C+D first contacted NHS England to set up an interview with its chief executive Simon Stevens last November, seven months after he took up the post. We were expecting him to have a busy schedule, so we weren’t altogether surprised when the NHS England press office said his diary was “fully booked” until the end of the year.
But persistence is usually the key so, in February this year, C+D popped the question again. We were told an interview would not be possible for a few months, but he was “likely to be able to accommodate this around June”.
June came and went. We heard nothing.
In September, C+D pushed for what we hoped would be the final time. The response was even less promising than before. NHS England will not be able to arrange any interview with its higher-ups until at least January, the press office told us, and even then it’s unlikely Mr Stevens will be available. He’s a busy man, you see (if you leave aside the fact that he found time for a full, sit-down interview with GP Online in March, of course).
So, in the absence of a face-to-face opportunity, we’ve gone into an imaginary world – one in which Mr Stevens is prepared to talk to community pharmacy – to ask him the questions pharmacists want answered.
C+D: Mr Stevens, thanks very much for joining us. First off, there was zero mention of community pharmacy at NHS England's annual general meeting earlier this month. Why is that?
Simon Stevens: Community what now? Oh, pharmacy, I see. Pharmacy, pharmacy, pharmacy. Well, no healthcare provider is going to be exempt from efficiencies. So if you’re asking whether we’re looking to make savings in the pharmacy sector then, yes, of course we are. But if you’re asking if pharmacists should be worried, then no, they shouldn’t – we’re on their side. They’re an underutilised profession, and I’m desperate to look at ways that we could possibly use them better.
I’m pretty sure I’ve dropped at least £12 down the back of the sofa at the NHS England offices during the last year, and that’s the going rate for a locum nowadays, right?

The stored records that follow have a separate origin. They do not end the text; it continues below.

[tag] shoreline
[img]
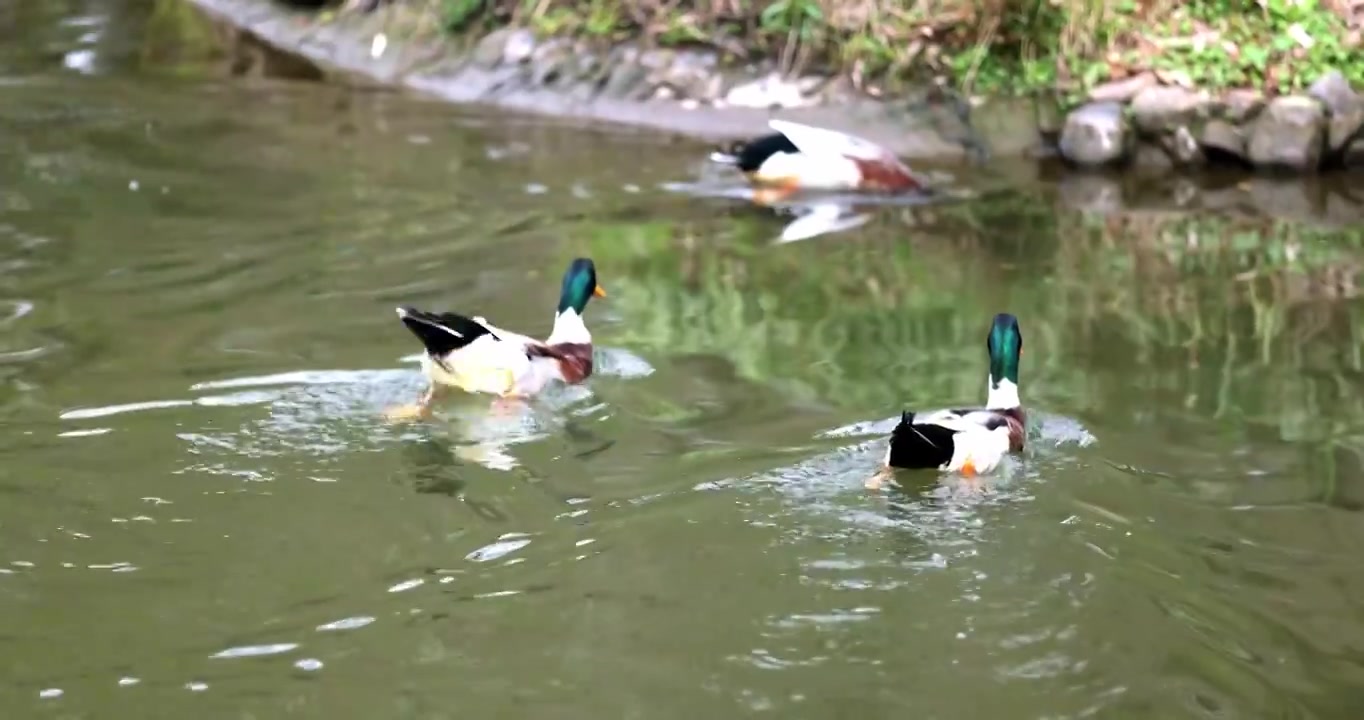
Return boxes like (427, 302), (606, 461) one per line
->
(183, 0), (1364, 176)
(183, 0), (1014, 161)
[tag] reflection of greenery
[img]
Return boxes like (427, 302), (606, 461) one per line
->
(572, 199), (1364, 501)
(142, 0), (224, 72)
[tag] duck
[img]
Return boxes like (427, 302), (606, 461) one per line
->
(387, 258), (606, 419)
(711, 119), (925, 198)
(866, 312), (1027, 490)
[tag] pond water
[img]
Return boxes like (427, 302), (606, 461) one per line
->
(8, 0), (1364, 719)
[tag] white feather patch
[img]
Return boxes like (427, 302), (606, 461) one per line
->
(768, 120), (893, 160)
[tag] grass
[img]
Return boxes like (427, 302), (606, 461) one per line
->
(338, 0), (1364, 100)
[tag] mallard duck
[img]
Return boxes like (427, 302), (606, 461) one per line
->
(389, 258), (606, 417)
(711, 120), (923, 196)
(866, 312), (1026, 488)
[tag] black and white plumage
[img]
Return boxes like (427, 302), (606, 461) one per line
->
(868, 312), (1027, 487)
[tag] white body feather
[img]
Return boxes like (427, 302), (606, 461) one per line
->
(768, 120), (899, 164)
(421, 308), (592, 395)
(753, 150), (862, 190)
(881, 410), (1009, 475)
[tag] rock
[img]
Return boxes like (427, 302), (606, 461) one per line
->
(724, 72), (810, 109)
(473, 27), (512, 70)
(1307, 70), (1364, 154)
(1245, 95), (1326, 172)
(1090, 72), (1157, 102)
(1221, 90), (1264, 124)
(1341, 138), (1364, 168)
(1033, 94), (1065, 138)
(531, 40), (577, 87)
(602, 57), (653, 100)
(1058, 102), (1132, 166)
(1198, 120), (1245, 160)
(1056, 175), (1127, 215)
(1131, 86), (1211, 136)
(1132, 143), (1174, 175)
(502, 29), (535, 65)
(649, 50), (722, 101)
(1161, 125), (1206, 165)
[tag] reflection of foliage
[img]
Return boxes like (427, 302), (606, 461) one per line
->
(142, 0), (224, 71)
(572, 193), (1364, 501)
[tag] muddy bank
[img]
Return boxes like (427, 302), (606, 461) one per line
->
(184, 0), (1038, 160)
(1058, 70), (1364, 175)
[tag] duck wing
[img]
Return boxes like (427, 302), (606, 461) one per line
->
(768, 120), (900, 165)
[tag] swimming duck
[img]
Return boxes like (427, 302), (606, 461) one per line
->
(866, 312), (1026, 490)
(389, 258), (606, 417)
(711, 120), (923, 198)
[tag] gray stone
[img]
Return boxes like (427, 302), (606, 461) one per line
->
(1132, 142), (1174, 175)
(1056, 173), (1127, 215)
(1245, 95), (1326, 172)
(1221, 90), (1264, 124)
(502, 29), (536, 65)
(1161, 125), (1204, 165)
(473, 27), (512, 70)
(1090, 72), (1157, 102)
(1058, 102), (1132, 166)
(1033, 93), (1065, 136)
(1341, 138), (1364, 168)
(649, 50), (722, 101)
(602, 59), (653, 100)
(1131, 86), (1211, 135)
(1199, 120), (1245, 160)
(531, 40), (577, 87)
(1307, 70), (1364, 153)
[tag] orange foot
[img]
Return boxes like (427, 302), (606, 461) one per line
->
(490, 395), (525, 417)
(862, 468), (893, 490)
(383, 402), (431, 423)
(753, 180), (801, 206)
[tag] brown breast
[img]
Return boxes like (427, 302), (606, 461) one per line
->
(527, 342), (592, 383)
(1001, 408), (1027, 453)
(848, 157), (922, 192)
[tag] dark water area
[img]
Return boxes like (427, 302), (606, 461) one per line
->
(0, 0), (1364, 719)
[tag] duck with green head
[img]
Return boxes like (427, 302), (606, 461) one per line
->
(389, 258), (606, 417)
(866, 312), (1027, 488)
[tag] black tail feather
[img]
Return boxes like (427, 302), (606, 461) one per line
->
(888, 410), (956, 469)
(398, 307), (496, 357)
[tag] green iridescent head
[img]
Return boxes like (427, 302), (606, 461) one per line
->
(559, 258), (606, 315)
(985, 312), (1023, 387)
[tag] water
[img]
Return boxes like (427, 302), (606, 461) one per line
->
(0, 0), (1364, 719)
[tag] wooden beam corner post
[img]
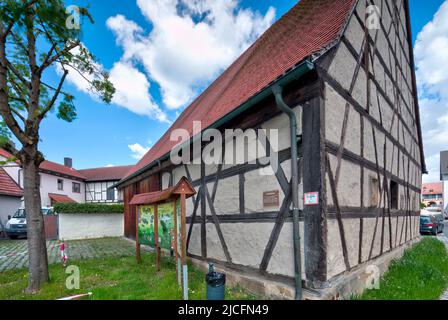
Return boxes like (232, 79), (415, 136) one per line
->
(135, 206), (142, 263)
(302, 93), (327, 288)
(173, 198), (181, 285)
(154, 203), (160, 271)
(180, 193), (188, 300)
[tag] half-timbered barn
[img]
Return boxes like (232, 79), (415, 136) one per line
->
(115, 0), (425, 298)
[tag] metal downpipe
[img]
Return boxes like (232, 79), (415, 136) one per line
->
(272, 85), (302, 300)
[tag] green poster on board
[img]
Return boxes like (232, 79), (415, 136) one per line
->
(157, 202), (174, 250)
(138, 206), (155, 247)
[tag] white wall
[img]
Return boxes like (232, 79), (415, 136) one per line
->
(85, 180), (120, 203)
(0, 156), (20, 184)
(40, 173), (85, 207)
(59, 213), (124, 240)
(443, 174), (448, 209)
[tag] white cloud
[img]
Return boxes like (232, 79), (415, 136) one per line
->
(128, 143), (151, 160)
(60, 48), (169, 122)
(110, 61), (168, 122)
(415, 1), (448, 182)
(107, 0), (275, 109)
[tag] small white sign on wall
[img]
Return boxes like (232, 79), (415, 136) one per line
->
(303, 192), (319, 206)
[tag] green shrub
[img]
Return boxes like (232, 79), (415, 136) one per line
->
(54, 203), (124, 213)
(354, 237), (448, 300)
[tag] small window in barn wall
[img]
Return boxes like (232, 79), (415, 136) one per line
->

You recently said at the King’s Fund summit that you’d fund 50% more practice pharmacists in GP surgeries. How much more money will there be to support that?
Blimey, I said that? I guess it must be true then. I haven’t really thought about the money, to be honest. Let’s come up with great ideas first, and then think about how to fund them later. What I like about pharmacists is they’re – how do I put this – efficient. I’m pretty sure I’ve dropped at least £12 down the back of the sofa at the NHS England offices during the last year, and that’s the going rate for a locum nowadays, right?
Why have you decided to expand the project?
I know that we’re keen to invest in general practice as much as possible, given that they’re none too happy about the prospect of seven-day working. I also know that we’re keen to prove to pharmacists that we know they exist. So then the solution came to us: instead of spending money directly on pharmacy, why not spend money on pharmacists working in general practice? Let’s get as many of them into primary care as possible.
Do you not consider pharmacy part of primary care already?
*Mr Stevens whispers to press officer*
Pharmacists are an essential part of primary care and absolutely central to NHS England’s strategy over the next five years. But pharmacy still has to prove its worth. I’d like to see evidence that the profession is actually making a difference before we go pumping our precious resources into it.
Will you commission a national minor ailments service in the next funding settlement?
I am absolutely, categorically, 110% convinced that pharmacy has some role to play in helping patients to manage minor ailments. Does that involve a national minor ailments scheme? I wouldn’t know. I’m not part of the negotiations, and even if I were, I wouldn’t tell you. There’s a good reason why they’re kept away from the public eye.
NHS England wants to encourage collaboration between GPs and pharmacists. But there has been some tension over the national flu service. Is NHS England planning to release any guidance on working collaboratively?
Now this is a tricky one. We know that the two professions are having a bit of a spat at the moment, which obviously isn’t ideal. But it’s not up to NHS England centrally to do anything about it. It’s one for the GPs and pharmacists to sort out among themselves. If they want to make an official complaint, there are plenty of achingly slow ways they can do that through our regional teams, and potentially get some action taken a year down the line. But when it comes down to it, the professions just need to be nice to each other. Can’t we all just get along?